La Grâce et son évolution

La Grâce est ce qui procure le dépassement, l’exploit. Elle est déterminé par deux échelles concomitantes. L’une repose sur l’Intégrité, l’autre sur la Notoriété.

L’Intégrité est la détermination d’une personne, puisée dans sa Voie.

La Notoriété est l’impact que produit la personne sur les autres. Elle augmentera durant la campagne, en créant une dynamique qui se pourra ascensionnelle, astucieuse et gratifiante, ou contrariée, éprouvante et épique. Que la réputation de la personne soit en bien ou en mal ne change rien à la progression.

L’énergie de la Grâce est puisée dans la force vitale des hommes, l’Eydolûn. C’est l’essence intime, l’originelle volonté de l’Être. C’est pour cette raison que la Grâce permet d’appliquer des prouesses de Vertu ou encore de produire des sortilèges.

La Grâce évoluera au fil de la campagne, au gré du zèle fluctuant du personnage en Intégrité et de la réputation qu’il se fait auprès du peuple, à la cour et jusqu’aux cieux.
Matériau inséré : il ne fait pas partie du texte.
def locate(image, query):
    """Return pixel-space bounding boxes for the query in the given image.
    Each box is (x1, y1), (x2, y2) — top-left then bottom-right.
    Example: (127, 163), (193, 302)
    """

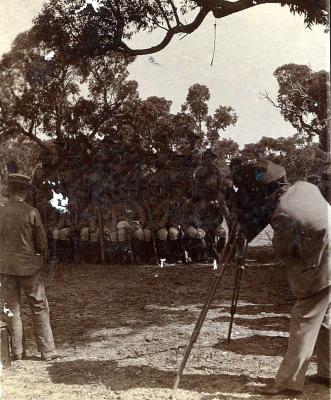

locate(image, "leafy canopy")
(34, 0), (328, 60)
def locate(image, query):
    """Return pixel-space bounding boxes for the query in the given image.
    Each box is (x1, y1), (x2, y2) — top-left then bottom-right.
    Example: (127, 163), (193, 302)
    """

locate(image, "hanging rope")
(210, 19), (217, 66)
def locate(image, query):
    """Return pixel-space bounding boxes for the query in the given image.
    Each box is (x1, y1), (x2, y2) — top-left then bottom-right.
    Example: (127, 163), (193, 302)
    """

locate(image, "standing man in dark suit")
(0, 174), (57, 361)
(235, 163), (331, 395)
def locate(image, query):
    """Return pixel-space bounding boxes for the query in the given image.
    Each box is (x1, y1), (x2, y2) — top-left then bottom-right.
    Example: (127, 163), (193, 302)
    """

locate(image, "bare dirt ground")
(2, 247), (330, 400)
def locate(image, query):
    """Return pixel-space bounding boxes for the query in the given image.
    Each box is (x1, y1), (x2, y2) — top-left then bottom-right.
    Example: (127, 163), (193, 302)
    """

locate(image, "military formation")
(0, 150), (331, 397)
(34, 142), (226, 264)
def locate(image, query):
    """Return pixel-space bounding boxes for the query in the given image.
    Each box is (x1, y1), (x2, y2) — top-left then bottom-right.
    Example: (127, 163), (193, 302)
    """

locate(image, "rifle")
(227, 240), (248, 343)
(147, 203), (159, 265)
(97, 203), (106, 264)
(127, 223), (134, 264)
(170, 220), (238, 392)
(177, 201), (188, 263)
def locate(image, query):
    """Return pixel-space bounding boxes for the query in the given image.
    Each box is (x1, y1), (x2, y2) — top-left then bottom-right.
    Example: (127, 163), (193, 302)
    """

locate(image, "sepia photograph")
(0, 0), (331, 400)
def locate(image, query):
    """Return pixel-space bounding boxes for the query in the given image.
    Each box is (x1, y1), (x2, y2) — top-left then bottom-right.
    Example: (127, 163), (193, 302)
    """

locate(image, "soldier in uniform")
(236, 162), (331, 395)
(182, 198), (206, 262)
(0, 174), (57, 361)
(197, 200), (226, 257)
(193, 149), (222, 201)
(148, 187), (169, 259)
(318, 167), (331, 204)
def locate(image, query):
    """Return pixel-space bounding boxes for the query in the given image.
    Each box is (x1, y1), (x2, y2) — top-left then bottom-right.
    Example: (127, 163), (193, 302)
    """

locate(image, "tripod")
(173, 219), (247, 391)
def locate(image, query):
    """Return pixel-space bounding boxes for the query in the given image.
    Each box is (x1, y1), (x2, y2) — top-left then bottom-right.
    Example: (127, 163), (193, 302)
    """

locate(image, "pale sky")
(0, 0), (329, 146)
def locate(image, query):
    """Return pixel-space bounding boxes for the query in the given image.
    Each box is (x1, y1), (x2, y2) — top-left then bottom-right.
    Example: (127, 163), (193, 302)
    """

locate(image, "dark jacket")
(0, 198), (47, 276)
(271, 182), (331, 298)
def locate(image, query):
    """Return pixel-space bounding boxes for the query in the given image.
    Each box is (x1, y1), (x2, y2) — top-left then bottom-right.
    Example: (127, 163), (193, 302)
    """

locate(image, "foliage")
(241, 135), (325, 182)
(31, 0), (328, 60)
(182, 83), (238, 147)
(266, 64), (330, 152)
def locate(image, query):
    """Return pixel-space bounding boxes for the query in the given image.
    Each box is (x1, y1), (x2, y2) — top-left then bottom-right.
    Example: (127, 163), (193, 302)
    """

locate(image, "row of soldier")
(47, 188), (226, 264)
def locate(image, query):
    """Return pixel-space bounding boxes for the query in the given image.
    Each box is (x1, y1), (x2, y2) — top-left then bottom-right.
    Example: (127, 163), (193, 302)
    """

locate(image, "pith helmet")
(7, 174), (31, 187)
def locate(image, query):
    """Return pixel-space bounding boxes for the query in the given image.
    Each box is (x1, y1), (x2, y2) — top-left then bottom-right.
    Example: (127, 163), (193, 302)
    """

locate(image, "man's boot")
(132, 240), (145, 265)
(169, 239), (183, 264)
(157, 240), (168, 261)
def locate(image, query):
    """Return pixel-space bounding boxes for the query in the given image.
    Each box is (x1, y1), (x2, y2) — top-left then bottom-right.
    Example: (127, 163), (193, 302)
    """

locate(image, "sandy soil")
(2, 248), (330, 400)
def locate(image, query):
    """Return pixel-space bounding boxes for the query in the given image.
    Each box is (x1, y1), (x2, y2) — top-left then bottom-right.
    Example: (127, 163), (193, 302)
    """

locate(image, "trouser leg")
(1, 274), (24, 356)
(316, 300), (331, 379)
(275, 288), (330, 390)
(19, 271), (55, 353)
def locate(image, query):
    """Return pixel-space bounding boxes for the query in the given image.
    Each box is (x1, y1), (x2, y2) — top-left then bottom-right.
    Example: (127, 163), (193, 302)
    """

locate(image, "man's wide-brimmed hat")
(7, 174), (32, 187)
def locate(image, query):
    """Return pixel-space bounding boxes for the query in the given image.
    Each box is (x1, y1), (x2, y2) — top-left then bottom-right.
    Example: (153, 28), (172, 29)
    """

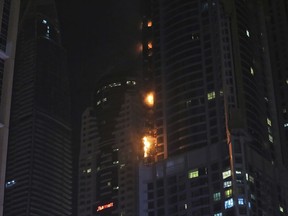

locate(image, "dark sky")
(57, 0), (140, 110)
(56, 0), (140, 216)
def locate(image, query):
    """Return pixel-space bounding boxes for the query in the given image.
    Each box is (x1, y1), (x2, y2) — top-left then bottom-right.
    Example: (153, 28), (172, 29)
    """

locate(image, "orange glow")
(97, 202), (114, 212)
(142, 136), (153, 157)
(147, 20), (152, 27)
(147, 41), (153, 49)
(144, 92), (154, 107)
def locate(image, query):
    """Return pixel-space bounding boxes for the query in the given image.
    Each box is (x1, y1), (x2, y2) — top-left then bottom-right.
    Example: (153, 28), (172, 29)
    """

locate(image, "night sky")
(56, 0), (141, 215)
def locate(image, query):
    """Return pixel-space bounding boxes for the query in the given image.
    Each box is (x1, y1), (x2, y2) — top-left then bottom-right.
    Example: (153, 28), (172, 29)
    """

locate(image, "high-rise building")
(4, 0), (72, 216)
(0, 0), (20, 215)
(139, 0), (288, 216)
(78, 70), (144, 216)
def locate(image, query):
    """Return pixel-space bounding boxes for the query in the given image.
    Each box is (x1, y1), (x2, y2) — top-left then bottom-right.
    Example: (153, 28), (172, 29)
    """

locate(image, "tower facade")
(78, 71), (143, 216)
(0, 0), (20, 215)
(139, 0), (287, 216)
(4, 0), (72, 216)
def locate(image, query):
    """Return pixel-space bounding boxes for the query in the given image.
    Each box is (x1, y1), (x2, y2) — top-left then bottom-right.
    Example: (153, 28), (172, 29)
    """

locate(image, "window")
(223, 181), (232, 188)
(213, 192), (221, 201)
(225, 189), (232, 198)
(246, 30), (250, 37)
(188, 169), (199, 178)
(225, 198), (234, 209)
(147, 41), (153, 49)
(250, 67), (254, 75)
(238, 198), (244, 205)
(267, 118), (272, 126)
(207, 91), (216, 100)
(222, 170), (231, 179)
(147, 20), (153, 27)
(268, 134), (273, 143)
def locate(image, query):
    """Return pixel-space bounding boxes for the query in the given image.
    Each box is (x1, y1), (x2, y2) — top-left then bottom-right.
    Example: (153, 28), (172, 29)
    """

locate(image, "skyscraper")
(4, 0), (72, 216)
(78, 69), (144, 216)
(0, 0), (20, 215)
(139, 0), (288, 216)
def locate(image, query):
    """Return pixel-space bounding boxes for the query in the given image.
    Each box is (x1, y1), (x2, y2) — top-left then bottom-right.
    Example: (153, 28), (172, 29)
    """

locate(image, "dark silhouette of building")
(139, 0), (288, 216)
(4, 0), (72, 216)
(0, 0), (20, 215)
(78, 69), (143, 216)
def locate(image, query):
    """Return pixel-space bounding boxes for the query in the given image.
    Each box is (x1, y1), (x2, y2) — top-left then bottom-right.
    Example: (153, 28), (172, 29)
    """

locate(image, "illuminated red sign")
(97, 202), (114, 212)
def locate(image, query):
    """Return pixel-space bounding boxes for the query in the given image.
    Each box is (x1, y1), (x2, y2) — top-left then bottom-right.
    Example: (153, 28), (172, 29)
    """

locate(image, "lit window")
(250, 67), (254, 75)
(223, 181), (232, 188)
(147, 20), (152, 27)
(225, 198), (234, 209)
(267, 118), (272, 126)
(147, 41), (153, 49)
(213, 192), (221, 201)
(207, 91), (215, 100)
(5, 180), (16, 188)
(238, 198), (244, 205)
(249, 176), (254, 183)
(246, 30), (250, 37)
(188, 169), (199, 178)
(191, 33), (199, 40)
(222, 170), (231, 179)
(268, 134), (273, 143)
(225, 189), (232, 198)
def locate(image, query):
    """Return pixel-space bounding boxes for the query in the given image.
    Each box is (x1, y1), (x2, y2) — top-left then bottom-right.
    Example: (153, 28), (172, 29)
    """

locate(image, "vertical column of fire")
(142, 4), (156, 164)
(142, 91), (156, 164)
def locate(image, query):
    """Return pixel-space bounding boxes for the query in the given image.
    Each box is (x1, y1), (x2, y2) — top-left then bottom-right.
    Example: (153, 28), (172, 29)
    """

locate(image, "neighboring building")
(265, 0), (288, 167)
(78, 71), (144, 216)
(4, 0), (72, 216)
(139, 0), (288, 216)
(0, 0), (20, 215)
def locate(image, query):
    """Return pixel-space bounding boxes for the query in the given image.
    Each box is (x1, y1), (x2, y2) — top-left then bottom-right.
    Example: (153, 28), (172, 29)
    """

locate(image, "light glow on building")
(97, 202), (114, 212)
(142, 136), (154, 158)
(144, 92), (154, 107)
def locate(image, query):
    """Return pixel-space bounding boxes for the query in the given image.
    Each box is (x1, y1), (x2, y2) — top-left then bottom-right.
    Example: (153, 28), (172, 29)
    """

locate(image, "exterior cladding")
(4, 1), (72, 216)
(139, 0), (287, 216)
(78, 72), (144, 216)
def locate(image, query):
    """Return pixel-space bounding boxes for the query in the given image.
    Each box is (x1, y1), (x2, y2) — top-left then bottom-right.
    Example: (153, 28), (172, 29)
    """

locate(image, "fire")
(142, 136), (153, 157)
(145, 92), (154, 107)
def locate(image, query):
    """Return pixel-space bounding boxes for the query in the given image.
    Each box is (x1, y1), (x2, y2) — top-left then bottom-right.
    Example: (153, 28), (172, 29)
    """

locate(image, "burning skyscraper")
(139, 0), (288, 216)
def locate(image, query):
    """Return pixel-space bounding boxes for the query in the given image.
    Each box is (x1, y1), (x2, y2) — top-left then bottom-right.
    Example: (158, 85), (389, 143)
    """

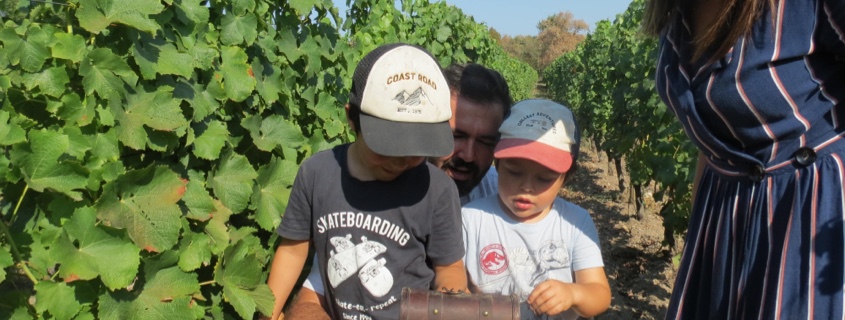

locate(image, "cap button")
(748, 164), (766, 182)
(795, 147), (816, 166)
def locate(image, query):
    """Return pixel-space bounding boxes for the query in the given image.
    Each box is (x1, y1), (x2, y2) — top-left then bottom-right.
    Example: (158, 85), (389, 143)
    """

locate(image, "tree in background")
(537, 11), (590, 71)
(490, 11), (590, 72)
(499, 35), (543, 71)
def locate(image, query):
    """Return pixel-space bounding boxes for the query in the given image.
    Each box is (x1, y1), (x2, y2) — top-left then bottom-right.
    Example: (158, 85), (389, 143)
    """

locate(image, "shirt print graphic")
(327, 234), (393, 298)
(505, 240), (570, 301)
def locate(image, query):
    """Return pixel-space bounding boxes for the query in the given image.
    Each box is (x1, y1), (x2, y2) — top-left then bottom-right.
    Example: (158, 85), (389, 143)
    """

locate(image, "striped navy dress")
(656, 0), (845, 319)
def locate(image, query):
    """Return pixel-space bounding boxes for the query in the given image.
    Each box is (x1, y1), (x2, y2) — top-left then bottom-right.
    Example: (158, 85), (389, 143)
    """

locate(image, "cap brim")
(493, 138), (572, 173)
(360, 113), (455, 157)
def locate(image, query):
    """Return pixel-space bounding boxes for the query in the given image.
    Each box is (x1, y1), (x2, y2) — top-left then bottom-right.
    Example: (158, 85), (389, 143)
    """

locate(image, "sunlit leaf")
(252, 157), (299, 231)
(52, 208), (140, 290)
(12, 130), (87, 200)
(96, 167), (186, 252)
(220, 47), (255, 102)
(220, 13), (258, 46)
(209, 152), (258, 212)
(193, 120), (229, 160)
(50, 33), (87, 62)
(76, 0), (164, 33)
(35, 281), (82, 319)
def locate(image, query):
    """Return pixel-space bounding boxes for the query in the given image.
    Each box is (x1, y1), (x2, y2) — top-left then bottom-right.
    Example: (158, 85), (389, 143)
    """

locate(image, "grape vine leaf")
(50, 32), (88, 62)
(251, 156), (298, 231)
(98, 267), (199, 320)
(214, 241), (274, 319)
(220, 45), (255, 102)
(209, 151), (258, 212)
(182, 170), (216, 221)
(179, 233), (211, 272)
(241, 115), (305, 151)
(79, 48), (138, 99)
(111, 86), (188, 150)
(51, 207), (141, 290)
(35, 281), (82, 319)
(288, 0), (317, 17)
(0, 25), (52, 72)
(0, 110), (26, 146)
(76, 0), (164, 33)
(193, 120), (229, 160)
(232, 0), (255, 15)
(96, 166), (186, 252)
(0, 246), (15, 282)
(203, 200), (232, 255)
(11, 129), (88, 201)
(220, 13), (258, 46)
(23, 66), (70, 98)
(176, 0), (209, 24)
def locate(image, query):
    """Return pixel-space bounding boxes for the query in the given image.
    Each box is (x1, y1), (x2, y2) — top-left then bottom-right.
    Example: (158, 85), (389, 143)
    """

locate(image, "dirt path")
(561, 145), (683, 319)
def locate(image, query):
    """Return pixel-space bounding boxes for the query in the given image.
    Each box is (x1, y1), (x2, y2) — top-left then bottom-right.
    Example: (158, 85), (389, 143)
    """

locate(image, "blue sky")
(333, 0), (631, 36)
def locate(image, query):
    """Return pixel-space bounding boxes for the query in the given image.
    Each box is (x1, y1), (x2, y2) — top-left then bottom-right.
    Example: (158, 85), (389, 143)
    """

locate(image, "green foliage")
(0, 0), (537, 319)
(543, 0), (697, 243)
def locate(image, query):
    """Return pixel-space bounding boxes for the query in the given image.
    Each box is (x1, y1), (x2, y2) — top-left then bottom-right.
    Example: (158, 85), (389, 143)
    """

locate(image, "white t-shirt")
(302, 167), (499, 295)
(461, 196), (604, 319)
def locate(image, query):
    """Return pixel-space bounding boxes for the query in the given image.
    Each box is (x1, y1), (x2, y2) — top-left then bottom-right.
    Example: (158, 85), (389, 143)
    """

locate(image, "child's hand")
(528, 280), (574, 316)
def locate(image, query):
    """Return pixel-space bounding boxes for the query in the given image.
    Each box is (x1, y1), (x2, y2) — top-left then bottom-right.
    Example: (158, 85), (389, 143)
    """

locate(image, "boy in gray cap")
(267, 44), (466, 319)
(462, 99), (610, 320)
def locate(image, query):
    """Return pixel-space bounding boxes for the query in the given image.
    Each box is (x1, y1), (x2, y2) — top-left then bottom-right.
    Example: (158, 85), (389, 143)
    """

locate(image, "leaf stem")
(0, 185), (38, 284)
(9, 184), (29, 222)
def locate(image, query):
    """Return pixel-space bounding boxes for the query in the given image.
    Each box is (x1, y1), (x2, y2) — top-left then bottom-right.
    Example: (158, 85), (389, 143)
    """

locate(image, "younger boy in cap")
(462, 99), (610, 319)
(267, 44), (467, 319)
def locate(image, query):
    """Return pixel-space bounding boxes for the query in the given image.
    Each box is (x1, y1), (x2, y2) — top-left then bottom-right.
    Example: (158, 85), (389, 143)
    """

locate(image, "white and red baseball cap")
(493, 99), (581, 173)
(349, 43), (454, 157)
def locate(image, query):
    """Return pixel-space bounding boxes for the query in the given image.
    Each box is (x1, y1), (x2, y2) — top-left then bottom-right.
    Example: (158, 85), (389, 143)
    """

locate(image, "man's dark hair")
(443, 63), (513, 118)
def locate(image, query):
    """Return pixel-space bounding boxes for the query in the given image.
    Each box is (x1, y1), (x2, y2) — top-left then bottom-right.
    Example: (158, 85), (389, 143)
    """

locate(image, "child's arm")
(267, 237), (309, 320)
(285, 287), (331, 320)
(528, 267), (610, 318)
(434, 259), (469, 292)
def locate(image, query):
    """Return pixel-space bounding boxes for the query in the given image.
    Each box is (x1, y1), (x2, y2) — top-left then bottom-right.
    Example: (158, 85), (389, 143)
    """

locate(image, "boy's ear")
(343, 103), (358, 132)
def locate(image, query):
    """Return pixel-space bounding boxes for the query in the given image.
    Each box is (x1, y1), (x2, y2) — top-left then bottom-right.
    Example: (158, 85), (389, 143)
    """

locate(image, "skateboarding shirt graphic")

Cette Notoriété impactera l’Eydolûn des autres et drainera leur énergie magique inconsciente, permettant au PJ des exploits héroïques ou spectaculaires.

Les Vertus

Grâce aux Vertus, le joueur peut incarner un Seigneur digne de ce nom. Ce sont des « jauges d’expérience » qui lui permettent d’augmenter ses caractéristiques, ses compétences ou ses sphères de magie. Elles sont au nombre de cinq. (Cf. III Noblesse, vertus et voies – C. La Vertu)

La Corruption

Les événements traumatiques vécus par les PJ sont de nature à augmenter leur Corruption. Lorsque celle-ci est supérieure à leurs valeurs de Vertus + Grâce, les PJ perdent toute notion de bien et de mal et deviennent des PNJ. Le joueur devra se recréer un personnage. Par ailleurs, le clan fera face à la folie de son Seigneur égaré, et sans doute à son revirement kshayatrim.